Wow, it has been some time since my last post hasn’t it? Next thing I know it’s already time to celebrate J-man’s 6th birthday. For most of you that didn’t know, I’m actually homeschooling J-man, so he’s going to be primary 1 next year. This year we have a more consistent schooling schedule compared to last year where it was lighter load. But this year he had to experience what is homework and ‘tests’ for the first time. When I say homeschooling, I mean I am teaching him at home. Currently I am not using a syllabus. I just buy loads of books and cover the topics indicated. So a lot of my time has been invested in the kids’ education, I haven’t had the luxury of creating or trying out new recipes. I still cook but I make like the normal stuff for our meals. With J-man turning 6, I don’t how to feel about it. Mixed feelings at best. Happy but also kinda sad, if that makes sense.

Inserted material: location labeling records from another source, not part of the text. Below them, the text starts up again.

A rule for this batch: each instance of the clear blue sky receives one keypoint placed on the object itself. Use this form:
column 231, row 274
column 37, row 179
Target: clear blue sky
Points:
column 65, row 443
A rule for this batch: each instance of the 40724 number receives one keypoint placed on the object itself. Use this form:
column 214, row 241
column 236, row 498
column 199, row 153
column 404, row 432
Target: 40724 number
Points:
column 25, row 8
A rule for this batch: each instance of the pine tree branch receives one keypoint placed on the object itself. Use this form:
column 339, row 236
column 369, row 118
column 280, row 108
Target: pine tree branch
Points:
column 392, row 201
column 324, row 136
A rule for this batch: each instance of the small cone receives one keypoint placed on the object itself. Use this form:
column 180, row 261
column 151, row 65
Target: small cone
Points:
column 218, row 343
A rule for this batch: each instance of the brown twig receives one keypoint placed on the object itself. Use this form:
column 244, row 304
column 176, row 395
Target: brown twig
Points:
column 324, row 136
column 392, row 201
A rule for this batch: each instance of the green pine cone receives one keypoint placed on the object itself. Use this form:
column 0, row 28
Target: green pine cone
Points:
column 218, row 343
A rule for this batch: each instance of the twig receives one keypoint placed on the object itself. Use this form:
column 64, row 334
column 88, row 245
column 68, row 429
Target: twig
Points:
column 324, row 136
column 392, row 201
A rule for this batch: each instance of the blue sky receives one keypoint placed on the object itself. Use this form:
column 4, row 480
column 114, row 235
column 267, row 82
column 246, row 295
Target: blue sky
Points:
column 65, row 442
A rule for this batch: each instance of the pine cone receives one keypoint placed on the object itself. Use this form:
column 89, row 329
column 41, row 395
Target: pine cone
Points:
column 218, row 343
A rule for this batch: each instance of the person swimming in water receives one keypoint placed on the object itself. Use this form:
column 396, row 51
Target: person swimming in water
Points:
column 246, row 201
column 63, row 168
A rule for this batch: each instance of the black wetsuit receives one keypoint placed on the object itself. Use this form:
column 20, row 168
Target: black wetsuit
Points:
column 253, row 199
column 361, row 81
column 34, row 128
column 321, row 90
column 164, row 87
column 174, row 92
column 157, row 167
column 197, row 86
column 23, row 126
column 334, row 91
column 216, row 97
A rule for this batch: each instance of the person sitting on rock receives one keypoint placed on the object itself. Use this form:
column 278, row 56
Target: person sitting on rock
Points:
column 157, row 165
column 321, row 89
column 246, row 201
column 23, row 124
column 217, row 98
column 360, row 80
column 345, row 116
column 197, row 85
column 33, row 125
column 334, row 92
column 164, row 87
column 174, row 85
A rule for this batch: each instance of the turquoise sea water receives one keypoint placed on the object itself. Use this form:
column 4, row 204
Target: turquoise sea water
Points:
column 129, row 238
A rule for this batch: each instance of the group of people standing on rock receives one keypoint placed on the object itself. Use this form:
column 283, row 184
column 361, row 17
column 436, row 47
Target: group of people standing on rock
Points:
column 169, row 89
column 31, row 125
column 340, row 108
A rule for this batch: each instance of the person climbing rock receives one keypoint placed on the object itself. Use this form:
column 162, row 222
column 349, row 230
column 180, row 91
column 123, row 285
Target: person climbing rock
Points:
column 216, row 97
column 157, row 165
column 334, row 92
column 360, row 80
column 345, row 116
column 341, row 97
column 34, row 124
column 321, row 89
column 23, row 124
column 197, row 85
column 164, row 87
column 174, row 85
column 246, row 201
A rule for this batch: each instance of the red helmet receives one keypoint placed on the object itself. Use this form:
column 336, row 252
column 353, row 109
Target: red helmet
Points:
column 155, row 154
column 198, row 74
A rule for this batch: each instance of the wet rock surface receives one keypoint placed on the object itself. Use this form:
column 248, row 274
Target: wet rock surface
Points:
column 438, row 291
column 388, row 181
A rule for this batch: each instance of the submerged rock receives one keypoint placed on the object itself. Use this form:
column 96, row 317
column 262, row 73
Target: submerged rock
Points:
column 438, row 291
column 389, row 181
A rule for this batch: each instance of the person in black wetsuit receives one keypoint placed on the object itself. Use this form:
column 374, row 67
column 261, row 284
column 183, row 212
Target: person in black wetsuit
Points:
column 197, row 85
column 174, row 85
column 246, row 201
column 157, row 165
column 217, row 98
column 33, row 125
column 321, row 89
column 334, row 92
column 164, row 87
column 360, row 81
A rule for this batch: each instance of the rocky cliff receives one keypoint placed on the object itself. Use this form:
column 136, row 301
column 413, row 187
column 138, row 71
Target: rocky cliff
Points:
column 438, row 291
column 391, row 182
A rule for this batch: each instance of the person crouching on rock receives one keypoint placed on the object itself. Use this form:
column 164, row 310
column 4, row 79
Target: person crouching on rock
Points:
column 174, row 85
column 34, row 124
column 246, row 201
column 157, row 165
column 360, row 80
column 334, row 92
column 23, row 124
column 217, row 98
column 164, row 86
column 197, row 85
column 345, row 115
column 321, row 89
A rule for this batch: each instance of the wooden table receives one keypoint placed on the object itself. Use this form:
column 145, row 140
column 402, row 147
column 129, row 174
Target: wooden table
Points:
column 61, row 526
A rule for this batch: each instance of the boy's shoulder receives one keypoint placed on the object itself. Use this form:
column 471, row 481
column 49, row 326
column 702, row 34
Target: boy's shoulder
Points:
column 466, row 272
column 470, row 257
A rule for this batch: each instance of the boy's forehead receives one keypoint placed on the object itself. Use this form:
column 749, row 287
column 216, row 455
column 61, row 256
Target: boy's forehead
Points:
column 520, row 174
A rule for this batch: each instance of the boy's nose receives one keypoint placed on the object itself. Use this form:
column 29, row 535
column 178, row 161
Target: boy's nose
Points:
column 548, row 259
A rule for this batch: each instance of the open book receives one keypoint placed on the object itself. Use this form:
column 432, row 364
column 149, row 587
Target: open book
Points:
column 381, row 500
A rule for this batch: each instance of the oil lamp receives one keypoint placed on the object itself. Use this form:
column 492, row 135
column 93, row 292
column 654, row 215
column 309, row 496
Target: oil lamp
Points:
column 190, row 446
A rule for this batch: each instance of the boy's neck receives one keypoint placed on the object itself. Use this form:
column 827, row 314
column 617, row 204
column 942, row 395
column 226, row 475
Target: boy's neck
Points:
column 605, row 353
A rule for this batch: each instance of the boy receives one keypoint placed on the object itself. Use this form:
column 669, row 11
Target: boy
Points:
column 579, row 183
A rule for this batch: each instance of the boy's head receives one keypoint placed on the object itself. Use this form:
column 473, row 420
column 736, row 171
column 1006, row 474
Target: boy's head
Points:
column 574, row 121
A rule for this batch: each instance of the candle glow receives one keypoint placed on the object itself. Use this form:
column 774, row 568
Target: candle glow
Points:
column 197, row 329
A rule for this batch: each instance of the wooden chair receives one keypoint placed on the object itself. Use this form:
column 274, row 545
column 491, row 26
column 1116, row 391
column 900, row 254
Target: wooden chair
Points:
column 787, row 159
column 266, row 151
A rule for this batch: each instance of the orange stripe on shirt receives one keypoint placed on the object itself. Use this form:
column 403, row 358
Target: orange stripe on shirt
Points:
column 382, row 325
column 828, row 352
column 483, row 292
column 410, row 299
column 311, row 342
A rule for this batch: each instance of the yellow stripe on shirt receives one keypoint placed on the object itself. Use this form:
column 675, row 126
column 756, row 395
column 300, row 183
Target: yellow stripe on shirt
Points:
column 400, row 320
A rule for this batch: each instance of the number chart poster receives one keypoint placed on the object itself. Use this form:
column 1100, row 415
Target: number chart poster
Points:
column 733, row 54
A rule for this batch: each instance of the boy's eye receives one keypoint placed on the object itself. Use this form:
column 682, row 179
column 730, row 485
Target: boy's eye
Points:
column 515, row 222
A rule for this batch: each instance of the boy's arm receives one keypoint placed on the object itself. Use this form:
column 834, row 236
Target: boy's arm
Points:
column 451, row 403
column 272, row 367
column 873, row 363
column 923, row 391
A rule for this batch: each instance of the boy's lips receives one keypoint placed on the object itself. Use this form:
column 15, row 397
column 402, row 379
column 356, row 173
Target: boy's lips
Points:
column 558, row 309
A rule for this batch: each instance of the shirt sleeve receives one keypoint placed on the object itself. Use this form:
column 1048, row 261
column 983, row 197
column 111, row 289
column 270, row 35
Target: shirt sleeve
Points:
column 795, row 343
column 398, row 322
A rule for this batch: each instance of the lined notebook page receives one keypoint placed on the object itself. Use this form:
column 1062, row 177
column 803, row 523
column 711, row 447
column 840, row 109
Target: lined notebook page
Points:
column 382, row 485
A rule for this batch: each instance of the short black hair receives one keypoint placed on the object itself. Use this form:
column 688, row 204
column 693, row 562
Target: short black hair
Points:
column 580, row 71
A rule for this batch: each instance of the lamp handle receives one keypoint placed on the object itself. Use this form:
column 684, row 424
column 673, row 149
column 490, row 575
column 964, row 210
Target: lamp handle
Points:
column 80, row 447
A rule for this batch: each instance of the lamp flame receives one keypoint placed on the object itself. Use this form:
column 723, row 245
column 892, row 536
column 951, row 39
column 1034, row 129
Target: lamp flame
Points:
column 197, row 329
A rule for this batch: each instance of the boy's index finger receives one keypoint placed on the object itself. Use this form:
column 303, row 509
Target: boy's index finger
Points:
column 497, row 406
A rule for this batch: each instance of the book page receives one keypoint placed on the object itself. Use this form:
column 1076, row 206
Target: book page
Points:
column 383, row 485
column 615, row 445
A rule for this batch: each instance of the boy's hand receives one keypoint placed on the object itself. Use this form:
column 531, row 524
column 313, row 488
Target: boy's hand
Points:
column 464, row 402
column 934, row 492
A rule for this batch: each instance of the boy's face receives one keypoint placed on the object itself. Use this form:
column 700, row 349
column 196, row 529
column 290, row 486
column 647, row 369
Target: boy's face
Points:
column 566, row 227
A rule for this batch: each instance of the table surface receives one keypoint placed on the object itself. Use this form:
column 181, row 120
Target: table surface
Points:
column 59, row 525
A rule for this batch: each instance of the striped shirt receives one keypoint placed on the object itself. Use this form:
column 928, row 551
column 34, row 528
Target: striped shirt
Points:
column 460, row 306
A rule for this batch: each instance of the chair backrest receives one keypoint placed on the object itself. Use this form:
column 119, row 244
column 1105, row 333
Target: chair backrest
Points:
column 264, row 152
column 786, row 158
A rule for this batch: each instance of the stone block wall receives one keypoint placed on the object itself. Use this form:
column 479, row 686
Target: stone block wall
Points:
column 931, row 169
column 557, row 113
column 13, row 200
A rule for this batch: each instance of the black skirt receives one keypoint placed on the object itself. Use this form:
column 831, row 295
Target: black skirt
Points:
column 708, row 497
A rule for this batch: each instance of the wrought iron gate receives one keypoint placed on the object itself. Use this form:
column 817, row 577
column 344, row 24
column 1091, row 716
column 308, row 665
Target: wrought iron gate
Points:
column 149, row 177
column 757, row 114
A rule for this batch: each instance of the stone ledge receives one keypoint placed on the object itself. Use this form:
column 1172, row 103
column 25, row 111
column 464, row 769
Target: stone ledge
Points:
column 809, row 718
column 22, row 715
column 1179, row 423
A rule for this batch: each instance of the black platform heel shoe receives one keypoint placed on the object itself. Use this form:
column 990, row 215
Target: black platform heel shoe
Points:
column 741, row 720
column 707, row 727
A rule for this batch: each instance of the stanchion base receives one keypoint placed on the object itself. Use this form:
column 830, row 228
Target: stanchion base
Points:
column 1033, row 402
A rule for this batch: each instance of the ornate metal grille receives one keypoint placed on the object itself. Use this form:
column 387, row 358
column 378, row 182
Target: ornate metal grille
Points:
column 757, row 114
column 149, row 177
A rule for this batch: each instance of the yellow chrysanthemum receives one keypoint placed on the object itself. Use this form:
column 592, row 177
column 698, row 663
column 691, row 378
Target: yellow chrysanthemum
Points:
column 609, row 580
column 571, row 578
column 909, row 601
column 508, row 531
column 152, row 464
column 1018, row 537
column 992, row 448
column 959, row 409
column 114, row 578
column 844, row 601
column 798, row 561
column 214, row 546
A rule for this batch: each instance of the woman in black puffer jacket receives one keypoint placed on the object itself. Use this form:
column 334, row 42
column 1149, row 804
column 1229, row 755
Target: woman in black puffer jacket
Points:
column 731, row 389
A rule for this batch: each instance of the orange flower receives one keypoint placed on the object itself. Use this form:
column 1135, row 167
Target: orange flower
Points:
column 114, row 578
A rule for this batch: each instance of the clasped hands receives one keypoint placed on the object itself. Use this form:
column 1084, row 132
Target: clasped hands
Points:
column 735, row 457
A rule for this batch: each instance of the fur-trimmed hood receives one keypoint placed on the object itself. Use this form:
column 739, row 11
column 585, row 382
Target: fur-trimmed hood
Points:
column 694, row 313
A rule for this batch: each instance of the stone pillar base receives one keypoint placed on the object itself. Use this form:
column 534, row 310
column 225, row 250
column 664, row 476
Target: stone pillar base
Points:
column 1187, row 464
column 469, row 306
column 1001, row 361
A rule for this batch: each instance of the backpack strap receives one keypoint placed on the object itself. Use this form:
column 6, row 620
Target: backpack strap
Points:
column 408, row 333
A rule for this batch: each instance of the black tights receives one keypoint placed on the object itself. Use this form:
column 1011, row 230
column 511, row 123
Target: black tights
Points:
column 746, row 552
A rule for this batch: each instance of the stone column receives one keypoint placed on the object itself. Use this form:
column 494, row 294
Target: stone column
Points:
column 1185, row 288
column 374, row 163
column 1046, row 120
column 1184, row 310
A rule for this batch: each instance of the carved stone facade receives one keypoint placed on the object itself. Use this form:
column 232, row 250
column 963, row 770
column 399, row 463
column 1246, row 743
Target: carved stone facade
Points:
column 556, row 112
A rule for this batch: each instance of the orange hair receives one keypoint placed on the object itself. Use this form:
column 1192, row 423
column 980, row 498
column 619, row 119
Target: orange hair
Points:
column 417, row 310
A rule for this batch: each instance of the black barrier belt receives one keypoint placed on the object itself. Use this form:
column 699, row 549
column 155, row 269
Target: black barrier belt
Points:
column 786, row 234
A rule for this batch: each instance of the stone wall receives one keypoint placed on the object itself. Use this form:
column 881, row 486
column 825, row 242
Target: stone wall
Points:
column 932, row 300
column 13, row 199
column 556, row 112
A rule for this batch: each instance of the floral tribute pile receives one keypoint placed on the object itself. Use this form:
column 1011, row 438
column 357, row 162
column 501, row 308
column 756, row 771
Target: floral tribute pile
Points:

He requested a chocolate cake for his birthday. Well, more like the Dad wanted a plain cake. Initially J-man wanted a fruit cake like a strawberry cake but Dad dislikes strawberry cakes. So he said let’s make it a chocolate cake instead. I thought to myself, what could be more chocolate and more classically chocolate than the Devil’s Food Cake. And I turned to Anna Olson edu videos again to check off another recipe from the chocolate cake series. I guess I am somewhat on a quest to maybe try all the recipes and see if it will make me a better baker. Like Julie and Julia. Besides, last year’s chocolate cake for J-man’s birthday was a disaster. I had to handle powdered gelatin for the first time and something went awry with the method and the frosting ended up looking like chocolate phlegm. Not my finest moments. I made a red velvet cake from her recipe too and that turned out quite well.
The blackberries on top were mostly for aesthethic purpose but I found out from eating the cake that it actually helps to balance out the richness of the frosting. Although the frosting itself had sour cream in it, it was still cloying to some extent. Having some fruit there helped. And besides, we all know that berries go well with chocolate like strawberries, raspberries and blackberries.
Looking at the cake, it gives me a certain sense of classiness. I know it’s a plain cake and not much imagination goes into it but how can anyone ever feel depressed with cake? If someone puts a cake in front of you I doubt the first thought would be, ‘Yuck’…..unless it looks REALLY bad.
My son is an avid lover of cakes, again….when I looked at this picture, I have mixed feelings….but if he forgets everything else from his childhood, at least I hope he remembers the cakes he had for his birthdays.
Classic Devil's Food Cake topped with Blackberries
A chocolate cake makes a rainy day better….actually, it makes anything better.
Cake
- 1 1/2 cup cake flour
- 1/2 cup cocoa powder
- 3/4 teaspoon baking soda
- 1/4 teaspoon salt
- 1 1/3 cup fine sugar
- 1/2 cup or 113 grams unsalted butter, cool and semi solid
- 1/2 cup milk
- 1/2 cup strong brewed coffee
- 1 teaspoon vanilla
- 2 eggs beaten
Frosting
- 12 ounces 340 grams of semisweet chocolate
- 1 3/4 whipping cream
- 1/2 cup sour cream (room temp)
- 1 teaspoon vanilla
- A pinch of salt
- Blackberries (optional)
- Pre-heat oven to 180C. Sift the cake dry ingredients together. I use my food processor for this cake. Because the recipe required the butter to pulse it into dry crumbs. I don’t think my mixer could do crumbs like that but this is a personal preference.
- Blend the semi solid butter into the dry ingredients until the mix looks like wet crumbs.
- Add the wet ingredients; the milk, coffee and vanilla. Whisk till mixed, at the end, add in the two beaten eggs and give it another pulse. Scrape the sides and bottom to make sure there are no chunky bit.
- Give it a final mix.
- Divide batter to two 8 inch pans that have been greased and lined with baking paper.
- Bake for 30 mins to 45 mins depending on your oven.
- Make the frosting in the meantime.
- Pour chocolate and cream into a heatproof bowl. Place over a saucepan of boiling water.
- Let it melt together.
- Pour sour cream into a cup. Add the salt and vanilla. Mix it together.
- When the chocolate and cream had melted together into a smooth consistency, mix in the sour cream.
- Chill for about 30 mins to 45 mins before using.
- When cakes are ready, cool in the pan for 30 mins before turning it out on a rack.
- The cakes have to be completely cool before frosting.
- Spread the frosting on top of the first half. Place the second half face side down with the flat side facing top.
- Dollop a huge amount of frosting on the top and spread it out letting it fall to the sides. Cover the sides with the excess frosting.
- Place blackberries on top.
- If you had chilled the cake, take it out for 30 mins before eating else it would be too hard to slice into.